Whilst we are on stone constructions I thought I'd mention cucos which are stone built sheds. They were built principally as shelters for shepherds and herders moving livestock along the cañadas, the drovers pathes, that criss cross Spain. The cañadas were introduced by legislation written in the reign of Alfonso X in the XIIIth Century so the cucos have been around a long time too.



Saturday, May 23, 2015

A few things that crossed my mind when I was trying to think of a blog entry

It stopped being cold in our house a few weeks ago now. I forget quite when but suddenly we weren't using the gas heaters, I started to pad around the tiled floors in bare feet as I got up in the morning. Winter was gone and there were flowers in the garden. Last week, I think, it was warm - a few days in the 30ºC bracket. I folded up my pullovers. That turned out to be a bit premature. I've needed a woolly the last couple of days.

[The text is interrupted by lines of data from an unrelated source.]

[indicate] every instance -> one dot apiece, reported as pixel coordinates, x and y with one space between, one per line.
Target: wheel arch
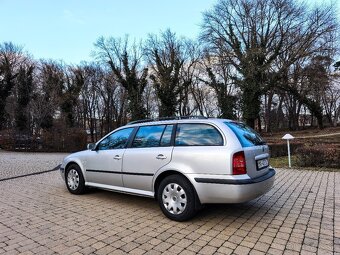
74 162
167 173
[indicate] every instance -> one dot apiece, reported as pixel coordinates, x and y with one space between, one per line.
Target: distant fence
52 141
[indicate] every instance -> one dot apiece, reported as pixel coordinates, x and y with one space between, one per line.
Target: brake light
239 163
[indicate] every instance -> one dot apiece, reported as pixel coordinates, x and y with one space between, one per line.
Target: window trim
200 123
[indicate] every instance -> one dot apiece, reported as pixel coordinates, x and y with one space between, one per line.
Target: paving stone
300 215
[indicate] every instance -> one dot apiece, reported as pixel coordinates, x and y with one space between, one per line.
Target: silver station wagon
183 163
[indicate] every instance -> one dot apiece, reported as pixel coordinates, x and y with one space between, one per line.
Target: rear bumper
226 190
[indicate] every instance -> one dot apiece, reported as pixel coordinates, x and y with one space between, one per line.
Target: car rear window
197 135
247 136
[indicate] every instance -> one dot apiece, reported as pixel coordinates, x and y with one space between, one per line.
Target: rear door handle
160 156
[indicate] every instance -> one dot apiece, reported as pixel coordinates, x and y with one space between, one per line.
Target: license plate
262 163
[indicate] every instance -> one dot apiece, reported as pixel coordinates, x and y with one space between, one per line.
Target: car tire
176 197
74 179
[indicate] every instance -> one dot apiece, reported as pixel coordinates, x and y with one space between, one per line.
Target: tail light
239 163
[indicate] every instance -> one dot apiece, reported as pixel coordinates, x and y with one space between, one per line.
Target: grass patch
282 162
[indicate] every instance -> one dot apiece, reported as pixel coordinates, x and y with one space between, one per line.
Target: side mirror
91 146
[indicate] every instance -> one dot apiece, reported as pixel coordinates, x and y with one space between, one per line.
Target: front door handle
160 156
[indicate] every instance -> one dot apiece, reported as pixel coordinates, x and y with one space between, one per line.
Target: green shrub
318 155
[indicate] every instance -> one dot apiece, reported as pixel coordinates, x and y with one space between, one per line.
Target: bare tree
125 62
11 58
253 34
166 57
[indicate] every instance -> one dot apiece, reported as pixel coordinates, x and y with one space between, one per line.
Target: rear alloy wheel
74 180
176 198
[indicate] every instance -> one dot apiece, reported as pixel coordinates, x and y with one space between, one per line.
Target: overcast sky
67 29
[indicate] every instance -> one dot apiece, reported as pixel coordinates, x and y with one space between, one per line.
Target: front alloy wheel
176 197
74 180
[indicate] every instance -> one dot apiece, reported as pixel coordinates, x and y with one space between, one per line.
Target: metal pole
289 163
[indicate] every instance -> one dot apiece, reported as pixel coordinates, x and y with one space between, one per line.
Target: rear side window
247 136
153 136
197 135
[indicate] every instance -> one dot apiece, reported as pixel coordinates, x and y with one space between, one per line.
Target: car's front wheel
176 198
75 180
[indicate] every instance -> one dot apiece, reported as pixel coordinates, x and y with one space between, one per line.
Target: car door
150 150
104 163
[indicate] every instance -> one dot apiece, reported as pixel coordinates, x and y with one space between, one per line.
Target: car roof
175 121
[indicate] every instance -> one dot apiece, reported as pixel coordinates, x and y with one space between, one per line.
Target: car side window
148 136
116 140
197 135
166 137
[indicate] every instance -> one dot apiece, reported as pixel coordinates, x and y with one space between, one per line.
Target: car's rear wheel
75 180
176 197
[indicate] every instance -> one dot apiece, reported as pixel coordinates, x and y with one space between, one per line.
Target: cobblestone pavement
14 164
301 214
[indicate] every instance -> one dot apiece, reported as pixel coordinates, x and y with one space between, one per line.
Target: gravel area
13 164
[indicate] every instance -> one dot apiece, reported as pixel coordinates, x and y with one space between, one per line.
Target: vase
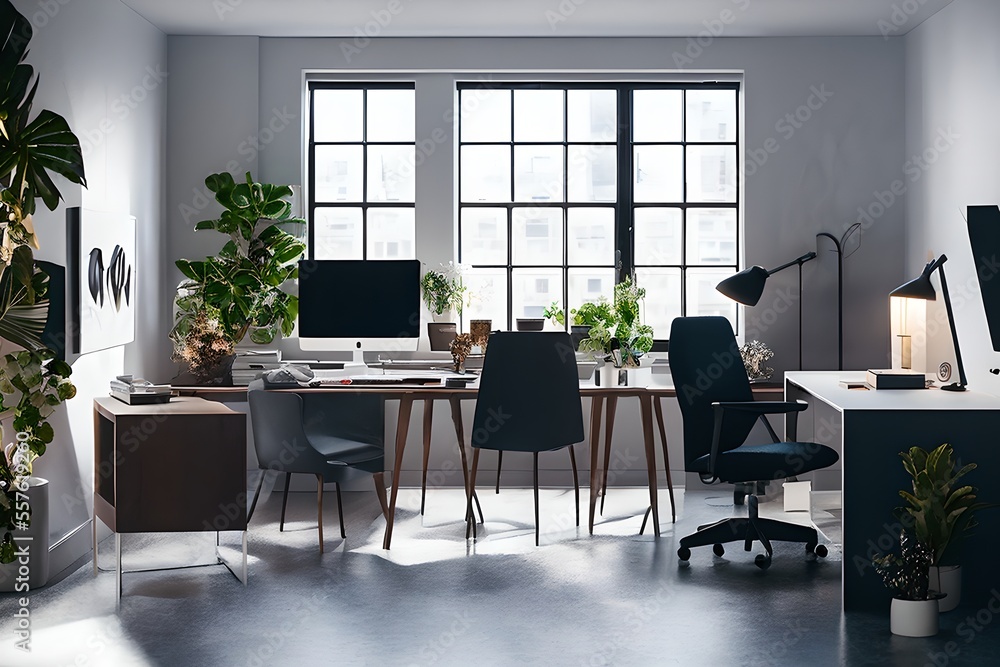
947 579
35 571
913 618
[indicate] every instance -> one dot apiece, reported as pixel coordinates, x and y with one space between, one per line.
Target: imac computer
359 305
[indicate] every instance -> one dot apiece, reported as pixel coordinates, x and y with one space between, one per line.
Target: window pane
591 236
487 297
391 233
537 235
663 298
658 174
538 173
711 236
711 115
534 290
711 173
390 115
704 299
593 115
337 115
593 173
656 115
484 236
391 173
338 173
485 173
485 115
658 238
538 115
590 285
338 233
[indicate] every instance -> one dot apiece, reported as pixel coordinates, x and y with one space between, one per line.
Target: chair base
747 530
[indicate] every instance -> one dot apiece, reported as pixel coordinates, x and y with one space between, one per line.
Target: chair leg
340 511
379 479
535 466
284 500
319 509
256 494
499 467
576 484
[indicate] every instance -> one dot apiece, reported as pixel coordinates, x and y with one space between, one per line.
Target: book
895 379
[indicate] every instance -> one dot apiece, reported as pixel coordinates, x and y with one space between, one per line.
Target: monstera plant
238 293
32 381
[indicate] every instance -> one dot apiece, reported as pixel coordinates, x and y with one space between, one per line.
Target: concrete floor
615 598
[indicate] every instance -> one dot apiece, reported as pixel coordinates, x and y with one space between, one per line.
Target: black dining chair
719 412
529 401
293 434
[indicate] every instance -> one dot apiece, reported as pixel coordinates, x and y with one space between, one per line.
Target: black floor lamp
747 286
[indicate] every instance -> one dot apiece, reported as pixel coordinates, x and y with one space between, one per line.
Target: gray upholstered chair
295 433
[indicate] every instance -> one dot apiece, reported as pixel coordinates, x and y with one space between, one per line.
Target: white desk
870 429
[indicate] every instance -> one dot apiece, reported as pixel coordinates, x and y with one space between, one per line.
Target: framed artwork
102 278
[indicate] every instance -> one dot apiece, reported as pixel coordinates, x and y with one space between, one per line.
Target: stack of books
251 364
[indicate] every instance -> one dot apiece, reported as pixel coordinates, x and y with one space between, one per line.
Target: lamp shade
746 286
918 288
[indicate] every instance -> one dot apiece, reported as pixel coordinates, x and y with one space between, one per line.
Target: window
563 188
361 171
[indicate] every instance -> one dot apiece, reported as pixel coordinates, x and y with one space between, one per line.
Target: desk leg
658 407
596 406
428 421
647 435
402 426
456 418
608 428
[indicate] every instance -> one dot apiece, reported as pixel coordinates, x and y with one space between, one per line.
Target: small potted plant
940 512
914 611
444 294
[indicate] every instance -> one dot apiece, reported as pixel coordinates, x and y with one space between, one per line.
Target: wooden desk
170 467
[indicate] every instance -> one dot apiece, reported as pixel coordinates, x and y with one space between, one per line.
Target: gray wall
815 177
952 70
104 69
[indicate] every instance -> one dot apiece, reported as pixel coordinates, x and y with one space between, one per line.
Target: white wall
952 70
104 69
814 179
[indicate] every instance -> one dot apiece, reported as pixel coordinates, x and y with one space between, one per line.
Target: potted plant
238 293
940 512
444 293
914 611
32 381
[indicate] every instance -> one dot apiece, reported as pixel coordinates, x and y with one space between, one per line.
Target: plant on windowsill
238 293
914 611
32 381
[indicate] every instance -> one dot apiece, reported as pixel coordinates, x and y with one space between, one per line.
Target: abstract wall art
102 271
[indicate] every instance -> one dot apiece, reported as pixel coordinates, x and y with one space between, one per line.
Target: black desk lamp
921 288
746 287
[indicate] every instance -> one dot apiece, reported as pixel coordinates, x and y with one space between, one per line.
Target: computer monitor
359 305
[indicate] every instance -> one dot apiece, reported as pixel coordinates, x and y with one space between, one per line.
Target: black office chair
529 401
719 412
292 437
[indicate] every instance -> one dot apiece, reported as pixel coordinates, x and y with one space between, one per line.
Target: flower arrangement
755 354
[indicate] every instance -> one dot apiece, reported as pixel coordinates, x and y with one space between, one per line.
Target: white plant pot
608 375
947 579
35 538
913 618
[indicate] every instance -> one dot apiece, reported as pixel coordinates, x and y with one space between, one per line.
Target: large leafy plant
32 147
239 291
938 507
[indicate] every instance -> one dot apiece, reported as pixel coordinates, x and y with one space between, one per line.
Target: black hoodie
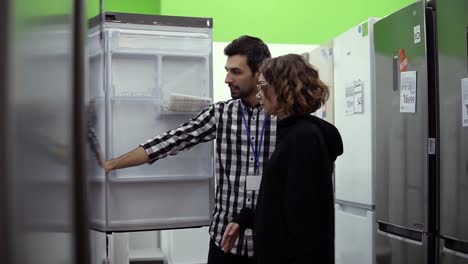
294 218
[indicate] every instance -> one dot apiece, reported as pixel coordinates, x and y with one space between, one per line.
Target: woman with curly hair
293 221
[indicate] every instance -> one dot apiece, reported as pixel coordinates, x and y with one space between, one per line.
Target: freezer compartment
150 204
453 251
135 121
354 235
397 245
154 79
162 40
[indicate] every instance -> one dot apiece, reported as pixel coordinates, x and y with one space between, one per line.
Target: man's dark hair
253 48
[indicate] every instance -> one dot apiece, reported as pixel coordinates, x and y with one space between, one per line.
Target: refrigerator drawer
147 205
397 249
354 235
453 251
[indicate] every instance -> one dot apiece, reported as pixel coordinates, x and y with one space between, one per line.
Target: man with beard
244 136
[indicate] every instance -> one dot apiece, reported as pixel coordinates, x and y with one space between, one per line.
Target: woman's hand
230 237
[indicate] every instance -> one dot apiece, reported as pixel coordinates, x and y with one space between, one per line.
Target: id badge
253 182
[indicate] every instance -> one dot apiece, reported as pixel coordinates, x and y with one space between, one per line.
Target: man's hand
230 236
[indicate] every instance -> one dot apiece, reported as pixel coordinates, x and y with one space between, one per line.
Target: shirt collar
246 108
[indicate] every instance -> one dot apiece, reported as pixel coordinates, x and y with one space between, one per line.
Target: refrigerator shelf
170 178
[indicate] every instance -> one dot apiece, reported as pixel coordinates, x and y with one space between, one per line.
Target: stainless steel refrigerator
43 216
452 46
405 132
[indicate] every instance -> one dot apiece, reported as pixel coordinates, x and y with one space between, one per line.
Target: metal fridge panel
391 249
401 138
452 40
452 251
4 83
41 140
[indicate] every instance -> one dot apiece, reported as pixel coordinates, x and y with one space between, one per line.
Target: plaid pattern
234 158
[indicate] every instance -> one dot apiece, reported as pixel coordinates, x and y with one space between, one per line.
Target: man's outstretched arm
133 158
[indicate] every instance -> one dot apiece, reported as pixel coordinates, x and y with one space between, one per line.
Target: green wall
134 6
292 22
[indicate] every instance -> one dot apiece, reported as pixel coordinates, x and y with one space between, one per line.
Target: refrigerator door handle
455 247
396 71
400 233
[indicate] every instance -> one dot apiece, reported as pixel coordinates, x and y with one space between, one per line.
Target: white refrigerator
322 59
354 172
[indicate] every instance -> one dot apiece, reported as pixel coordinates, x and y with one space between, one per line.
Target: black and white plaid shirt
235 160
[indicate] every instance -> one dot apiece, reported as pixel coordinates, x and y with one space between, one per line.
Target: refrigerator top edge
151 20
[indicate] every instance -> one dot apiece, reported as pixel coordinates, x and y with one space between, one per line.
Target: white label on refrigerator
349 110
358 96
417 34
408 92
465 102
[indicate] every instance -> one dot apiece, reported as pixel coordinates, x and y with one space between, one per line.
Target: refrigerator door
322 59
157 76
402 132
452 40
354 88
401 137
42 185
354 235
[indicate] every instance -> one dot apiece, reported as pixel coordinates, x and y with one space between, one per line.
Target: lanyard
256 153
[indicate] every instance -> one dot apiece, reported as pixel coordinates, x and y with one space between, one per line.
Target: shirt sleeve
244 218
201 128
308 199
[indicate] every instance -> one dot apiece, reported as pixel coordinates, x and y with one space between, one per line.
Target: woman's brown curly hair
297 84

I was just about to go to work, Maggie was on her way home after work. We were together. We decided a quick snack was in order. We chose a roadside bar café that we haven't been in for years. It was a mistake. It was scruffy, barn like, dark and a bit dirty. Nonetheless we sat at the bar, ordered a drink and surveyed the tapas in the little glass display cases. Lots of them looked like food left on the plates piled up by the side of the sink after a good meal; perfectly nice when freshly prepared but well past their best now. We ordered a sandwich instead but as I ate and surveyed the sad looking tapas their aspect began to lose ground to their potential taste. I wondered about ordering something. I didn't, but I nearly did.

I work in Fortuna, It's a small forgotten town, or maybe a village, in Murcia. Litter blows around the streets of Fortuna. The traffic misbehaves. Dogs, or dog keepers, misbehave. Our local town is Pinoso. it's a small forgotten town, or maybe a village, in Alicante. I have always thought of Pinoso as just another no mark town, the one I happened to end up in. I now realise we fell lucky. It's a clean, inexpensive, well organised, little place.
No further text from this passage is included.